15. During the year under audit, the company has not done any commercial production nor done any related activities. However, as per the explanations of board, the company is still in the line of operation and not discontinued its line of operation as per AS 24.

16. During the year under audit, on the basis of explanation and information given to us, inventory and other assets have realizable value at which it is stated in the books of accounts. Hence no impairment loss needs to be booked as perAS-28, issued by ICAI.

17. Contingent liabilities are not provided for but disclosed, if any by way of notes on account and will be accounted for in the year of occurrence as per AS 29.


Mar 31, 2012

1. Financial Statements have been prepared at historical cost and in accordance with the generally accepted accounting principles on Going Concern basis.

2. WIP & Consumables are stated at cost and Raw Material and Finished Goods are valued at cost or market value whichever is lower as per AS- 2.

3. Fixed Assets are stated at cost less depreciation charged on S.L.M. basis at the rates and in the manner prescribed and specified in schedule XIV to the Companies Act, 1956 as per AS-6.

4. As per the requirement of Companies (Amendment) Act, 1988 all expenses and income are accounted for on accrual basis and accordingly Company follows the Mercantile System of Accounting except stated otherwise as per AS – 9.

5. No Transaction in Foreign Exchange has entered into by the company during the year. Hence, there arises no difference in transaction values as per AS – 11, issued by ICAI.

6. As per AS-15, Employee Benefits, provisions of employee benefits are to be done on accrual basis, but in the absence of actuarial valuation it is not possible to quantify the amount payable on account of Gratuity and Leave Encashment benefits and are to be accounted for on cash basis. Its effect on Profit and Loss of the company is not determined.

7. The company has not acquired any qualifying assets during the financial year as per AS-16, Borrowing Cost issued by ICAI.

8. The company does not have separate segment that are subject to separate risk and returns. Hence, the provisions of clause 41 of listing agreement and AS-17 issued by ICAI with regard to segmental reporting are not applicable to the company.

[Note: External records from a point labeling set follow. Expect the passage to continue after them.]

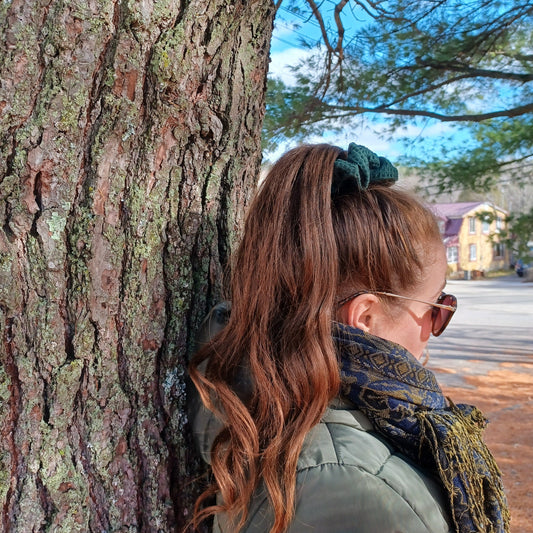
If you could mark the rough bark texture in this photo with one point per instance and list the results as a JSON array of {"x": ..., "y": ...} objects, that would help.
[{"x": 129, "y": 144}]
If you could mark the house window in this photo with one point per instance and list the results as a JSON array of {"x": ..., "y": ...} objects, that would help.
[
  {"x": 451, "y": 254},
  {"x": 498, "y": 249}
]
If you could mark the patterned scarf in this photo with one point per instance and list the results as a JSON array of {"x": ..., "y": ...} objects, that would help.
[{"x": 405, "y": 404}]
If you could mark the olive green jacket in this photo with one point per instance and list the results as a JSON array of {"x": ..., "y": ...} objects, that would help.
[{"x": 349, "y": 479}]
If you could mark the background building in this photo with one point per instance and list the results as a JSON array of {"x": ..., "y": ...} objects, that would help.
[{"x": 470, "y": 232}]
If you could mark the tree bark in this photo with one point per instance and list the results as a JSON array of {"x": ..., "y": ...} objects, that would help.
[{"x": 129, "y": 146}]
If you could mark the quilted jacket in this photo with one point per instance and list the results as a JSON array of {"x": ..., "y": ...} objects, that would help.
[{"x": 349, "y": 479}]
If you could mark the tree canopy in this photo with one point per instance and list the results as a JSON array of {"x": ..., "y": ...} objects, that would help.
[{"x": 465, "y": 62}]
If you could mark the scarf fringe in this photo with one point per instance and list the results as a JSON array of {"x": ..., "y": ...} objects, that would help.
[{"x": 487, "y": 508}]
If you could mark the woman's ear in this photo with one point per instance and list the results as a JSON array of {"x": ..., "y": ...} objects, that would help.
[{"x": 361, "y": 312}]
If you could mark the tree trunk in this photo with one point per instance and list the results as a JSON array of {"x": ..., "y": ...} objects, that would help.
[{"x": 129, "y": 145}]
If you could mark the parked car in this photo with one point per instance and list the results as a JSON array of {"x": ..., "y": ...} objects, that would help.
[{"x": 520, "y": 268}]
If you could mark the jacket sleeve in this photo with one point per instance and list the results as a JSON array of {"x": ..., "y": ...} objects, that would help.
[{"x": 345, "y": 498}]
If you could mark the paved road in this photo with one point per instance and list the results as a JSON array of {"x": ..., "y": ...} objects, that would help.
[{"x": 493, "y": 324}]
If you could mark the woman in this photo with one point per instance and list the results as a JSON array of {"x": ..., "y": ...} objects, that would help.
[{"x": 317, "y": 414}]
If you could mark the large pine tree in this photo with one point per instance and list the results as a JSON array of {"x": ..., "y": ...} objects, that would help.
[{"x": 129, "y": 144}]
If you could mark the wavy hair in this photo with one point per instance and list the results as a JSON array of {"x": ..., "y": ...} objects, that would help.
[{"x": 300, "y": 252}]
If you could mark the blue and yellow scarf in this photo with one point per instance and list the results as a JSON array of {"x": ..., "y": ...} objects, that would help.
[{"x": 405, "y": 404}]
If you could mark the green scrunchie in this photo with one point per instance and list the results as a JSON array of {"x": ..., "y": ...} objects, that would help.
[{"x": 360, "y": 168}]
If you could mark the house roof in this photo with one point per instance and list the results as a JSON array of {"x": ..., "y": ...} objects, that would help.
[
  {"x": 460, "y": 209},
  {"x": 454, "y": 210}
]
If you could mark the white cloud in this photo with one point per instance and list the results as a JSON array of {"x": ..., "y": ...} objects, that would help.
[{"x": 280, "y": 63}]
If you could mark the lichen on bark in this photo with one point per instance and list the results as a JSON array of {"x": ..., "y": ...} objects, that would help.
[{"x": 129, "y": 144}]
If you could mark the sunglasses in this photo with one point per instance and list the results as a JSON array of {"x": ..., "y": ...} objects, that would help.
[{"x": 443, "y": 308}]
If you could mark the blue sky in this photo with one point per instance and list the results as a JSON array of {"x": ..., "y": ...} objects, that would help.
[{"x": 286, "y": 50}]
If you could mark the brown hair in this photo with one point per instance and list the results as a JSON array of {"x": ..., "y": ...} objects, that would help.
[{"x": 301, "y": 250}]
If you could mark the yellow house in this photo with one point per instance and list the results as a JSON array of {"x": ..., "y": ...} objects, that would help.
[{"x": 470, "y": 233}]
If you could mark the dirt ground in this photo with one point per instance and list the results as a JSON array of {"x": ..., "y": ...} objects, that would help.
[{"x": 506, "y": 398}]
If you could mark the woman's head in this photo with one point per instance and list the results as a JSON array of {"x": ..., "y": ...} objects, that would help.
[{"x": 316, "y": 233}]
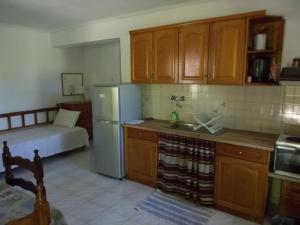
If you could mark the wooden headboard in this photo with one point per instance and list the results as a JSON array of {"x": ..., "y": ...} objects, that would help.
[{"x": 22, "y": 121}]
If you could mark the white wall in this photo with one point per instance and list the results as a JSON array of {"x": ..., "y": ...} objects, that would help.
[
  {"x": 30, "y": 69},
  {"x": 102, "y": 63},
  {"x": 119, "y": 27}
]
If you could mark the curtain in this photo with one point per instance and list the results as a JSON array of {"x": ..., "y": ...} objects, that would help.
[{"x": 186, "y": 168}]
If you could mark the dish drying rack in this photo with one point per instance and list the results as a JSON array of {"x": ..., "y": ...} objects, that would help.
[{"x": 214, "y": 124}]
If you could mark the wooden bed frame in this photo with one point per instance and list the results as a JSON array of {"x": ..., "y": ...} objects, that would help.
[
  {"x": 22, "y": 114},
  {"x": 41, "y": 214}
]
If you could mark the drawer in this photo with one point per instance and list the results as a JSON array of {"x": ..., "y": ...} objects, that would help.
[
  {"x": 291, "y": 190},
  {"x": 141, "y": 134},
  {"x": 249, "y": 154}
]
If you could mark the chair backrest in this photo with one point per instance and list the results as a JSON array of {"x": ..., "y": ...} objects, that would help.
[{"x": 41, "y": 215}]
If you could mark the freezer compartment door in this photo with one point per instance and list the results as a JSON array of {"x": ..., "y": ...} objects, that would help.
[
  {"x": 105, "y": 103},
  {"x": 108, "y": 149}
]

9. As per AS – 20, Earnings per share comes to Rs. (-) 3.78 per share and diluted EPS is Rs. (-) 3.78 per share. [Previous Year Rs. (-) 0.88 Per Share].

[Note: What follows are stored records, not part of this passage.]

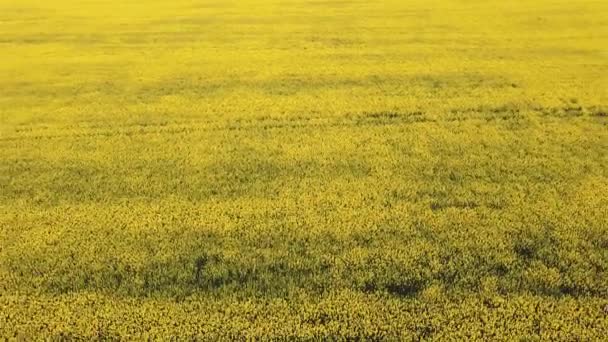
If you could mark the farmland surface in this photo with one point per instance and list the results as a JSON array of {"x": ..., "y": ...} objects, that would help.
[{"x": 304, "y": 169}]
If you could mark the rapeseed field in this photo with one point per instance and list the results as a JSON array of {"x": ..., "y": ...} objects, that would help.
[{"x": 304, "y": 169}]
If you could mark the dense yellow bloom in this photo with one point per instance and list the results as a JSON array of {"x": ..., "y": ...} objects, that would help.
[{"x": 303, "y": 169}]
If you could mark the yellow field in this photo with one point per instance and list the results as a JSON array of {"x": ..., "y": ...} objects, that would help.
[{"x": 304, "y": 169}]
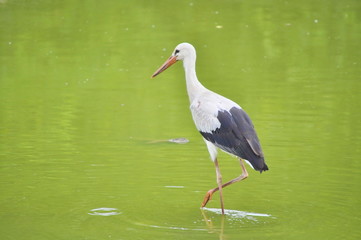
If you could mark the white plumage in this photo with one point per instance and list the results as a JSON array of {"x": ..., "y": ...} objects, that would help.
[{"x": 222, "y": 123}]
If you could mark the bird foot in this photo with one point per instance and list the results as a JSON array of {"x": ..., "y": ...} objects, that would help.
[{"x": 207, "y": 198}]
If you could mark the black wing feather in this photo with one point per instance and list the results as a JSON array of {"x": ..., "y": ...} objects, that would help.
[{"x": 237, "y": 136}]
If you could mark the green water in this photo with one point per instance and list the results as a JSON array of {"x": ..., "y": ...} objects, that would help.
[{"x": 83, "y": 128}]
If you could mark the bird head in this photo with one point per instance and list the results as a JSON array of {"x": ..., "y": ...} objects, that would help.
[{"x": 181, "y": 52}]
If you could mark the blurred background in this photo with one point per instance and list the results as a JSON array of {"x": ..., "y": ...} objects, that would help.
[{"x": 84, "y": 151}]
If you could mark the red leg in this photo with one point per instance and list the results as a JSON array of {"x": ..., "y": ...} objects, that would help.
[{"x": 209, "y": 194}]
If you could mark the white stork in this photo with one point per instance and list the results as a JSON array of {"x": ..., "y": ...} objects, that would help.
[{"x": 222, "y": 122}]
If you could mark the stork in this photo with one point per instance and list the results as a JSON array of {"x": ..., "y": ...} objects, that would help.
[{"x": 222, "y": 123}]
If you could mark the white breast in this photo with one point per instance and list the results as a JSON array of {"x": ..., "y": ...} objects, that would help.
[{"x": 205, "y": 110}]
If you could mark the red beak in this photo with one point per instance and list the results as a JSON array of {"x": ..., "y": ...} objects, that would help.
[{"x": 171, "y": 60}]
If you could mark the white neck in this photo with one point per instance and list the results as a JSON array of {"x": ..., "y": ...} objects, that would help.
[{"x": 194, "y": 87}]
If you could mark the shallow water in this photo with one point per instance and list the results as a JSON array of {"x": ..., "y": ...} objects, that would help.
[{"x": 84, "y": 131}]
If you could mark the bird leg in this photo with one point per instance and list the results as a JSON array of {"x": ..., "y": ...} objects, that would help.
[
  {"x": 209, "y": 194},
  {"x": 219, "y": 182}
]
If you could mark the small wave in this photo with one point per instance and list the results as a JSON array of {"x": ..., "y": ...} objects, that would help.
[{"x": 104, "y": 212}]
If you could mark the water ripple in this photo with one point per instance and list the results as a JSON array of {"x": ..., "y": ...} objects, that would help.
[{"x": 104, "y": 212}]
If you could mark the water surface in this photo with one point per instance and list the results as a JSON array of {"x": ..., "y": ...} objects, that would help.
[{"x": 84, "y": 150}]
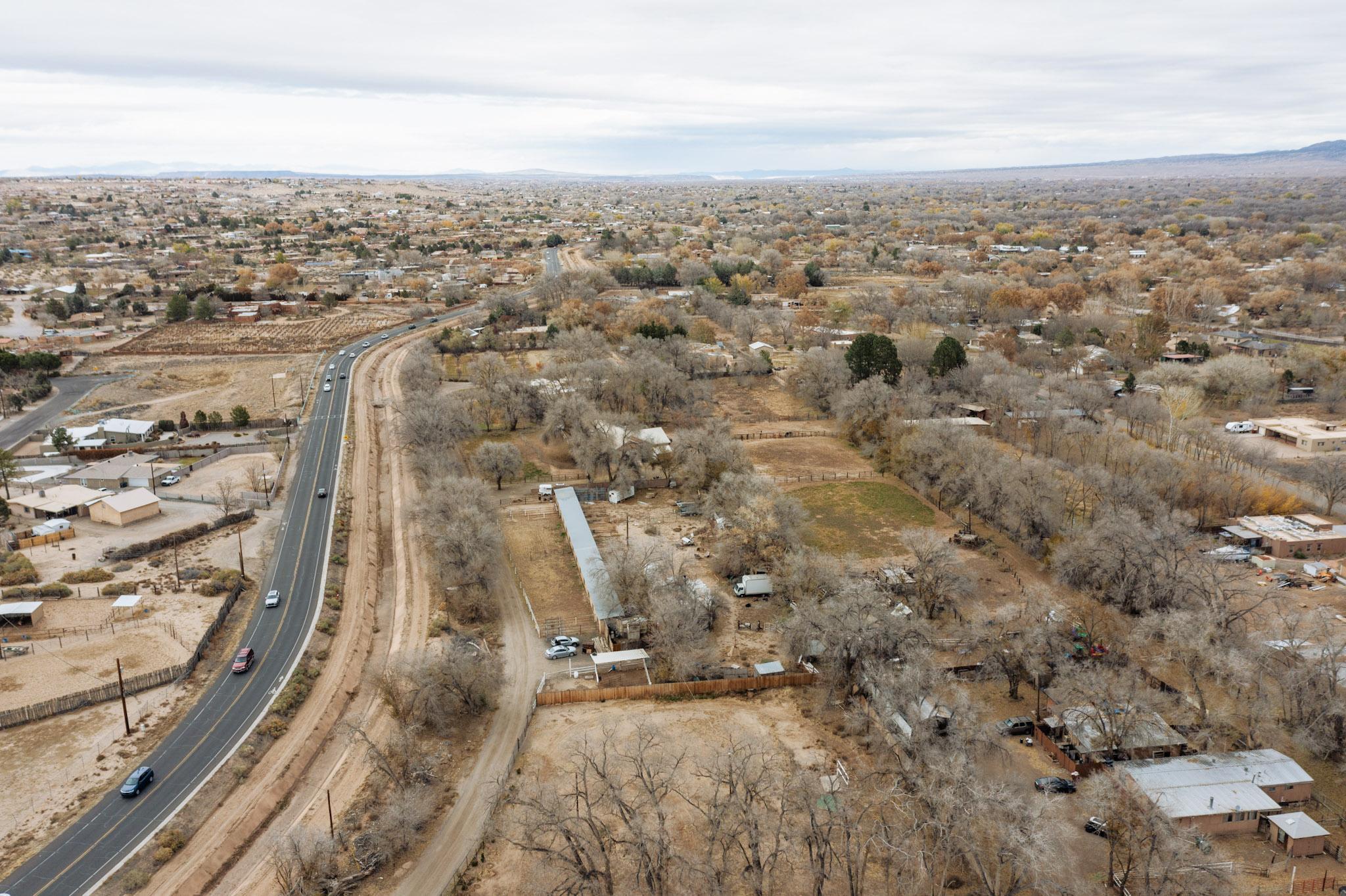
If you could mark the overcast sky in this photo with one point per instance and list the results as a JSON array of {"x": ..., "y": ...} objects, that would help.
[{"x": 655, "y": 88}]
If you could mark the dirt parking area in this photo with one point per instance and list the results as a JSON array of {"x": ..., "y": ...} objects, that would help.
[
  {"x": 235, "y": 468},
  {"x": 166, "y": 386},
  {"x": 93, "y": 539},
  {"x": 778, "y": 720}
]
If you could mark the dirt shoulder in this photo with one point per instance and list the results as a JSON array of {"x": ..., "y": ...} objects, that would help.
[{"x": 202, "y": 865}]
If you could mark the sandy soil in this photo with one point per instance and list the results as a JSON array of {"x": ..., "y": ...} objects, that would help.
[
  {"x": 774, "y": 719},
  {"x": 760, "y": 400},
  {"x": 92, "y": 539},
  {"x": 279, "y": 335},
  {"x": 204, "y": 481},
  {"x": 166, "y": 386},
  {"x": 547, "y": 570},
  {"x": 805, "y": 457},
  {"x": 69, "y": 759},
  {"x": 87, "y": 662}
]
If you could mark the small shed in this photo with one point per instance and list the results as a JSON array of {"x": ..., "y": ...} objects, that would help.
[
  {"x": 620, "y": 660},
  {"x": 20, "y": 614},
  {"x": 127, "y": 603},
  {"x": 1298, "y": 834}
]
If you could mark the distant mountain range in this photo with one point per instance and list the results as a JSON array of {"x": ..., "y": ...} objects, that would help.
[{"x": 1320, "y": 159}]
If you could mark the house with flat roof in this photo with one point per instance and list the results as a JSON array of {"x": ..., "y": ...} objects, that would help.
[
  {"x": 126, "y": 508},
  {"x": 1282, "y": 537},
  {"x": 1303, "y": 432},
  {"x": 131, "y": 470},
  {"x": 57, "y": 502},
  {"x": 1220, "y": 793}
]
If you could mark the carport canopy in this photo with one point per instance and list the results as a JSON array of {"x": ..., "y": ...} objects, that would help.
[{"x": 618, "y": 660}]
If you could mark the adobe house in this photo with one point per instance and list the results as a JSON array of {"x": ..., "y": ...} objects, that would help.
[{"x": 1298, "y": 834}]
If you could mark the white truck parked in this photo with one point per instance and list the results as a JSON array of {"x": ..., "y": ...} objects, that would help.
[{"x": 753, "y": 585}]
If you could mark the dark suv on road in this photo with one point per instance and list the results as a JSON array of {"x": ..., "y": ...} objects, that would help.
[{"x": 137, "y": 782}]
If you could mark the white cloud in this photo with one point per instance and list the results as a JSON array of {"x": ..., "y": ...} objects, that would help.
[{"x": 636, "y": 88}]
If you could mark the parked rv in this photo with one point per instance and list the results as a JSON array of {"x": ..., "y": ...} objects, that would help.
[{"x": 753, "y": 585}]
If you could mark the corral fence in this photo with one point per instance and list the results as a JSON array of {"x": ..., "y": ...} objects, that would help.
[
  {"x": 179, "y": 537},
  {"x": 788, "y": 434},
  {"x": 231, "y": 599},
  {"x": 68, "y": 703},
  {"x": 1315, "y": 884},
  {"x": 675, "y": 689},
  {"x": 846, "y": 475},
  {"x": 50, "y": 539}
]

10. There is no subsidiary company of the company, also the company has neither obtained any economic benefit from its activities nor did the company entered into any joint venture with any entity. Hence, the provisions of AS-21, 23 and 27 issued by ICAI not applicable to the company.

11. As per AS-22, "Taxes on Income" company has Deferred Tax Asset. The company has been reporting negative income during the year and also over the last few years. Considering the past trend and in the absence of reasonable certainty that sufficient future taxable income would be available against which deferred tax assets would be realized. Hence deferred tax assets has not been accounted for which is in accordance with AS-22 issued by ICAI.

12. Due to having loss in the current financial year and accumulated carried forward loss under the income tax act, no provision for current year taxation is made for the year.

13. Major part of obsolete inventory disposed off during the year by the company but as per the explanations of board, the company is still in the line of operation and not discontinued its line of operation as per AS – 24.

14. Obsolete / unusable Inventory of the company has been disposed off at its market value and the residual inventory has value at which it is stated in the books of accounts. Loss on account of impairment is booked on disposing off of obsolete inventory in the profit and loss account and no further impairment loss need to be booked as per AS-28, issued by ICAI.

15. Contingent liabilities are not provided for but disclosed, if any by way of notes on account and will be accounted for in the year of occurrence as per.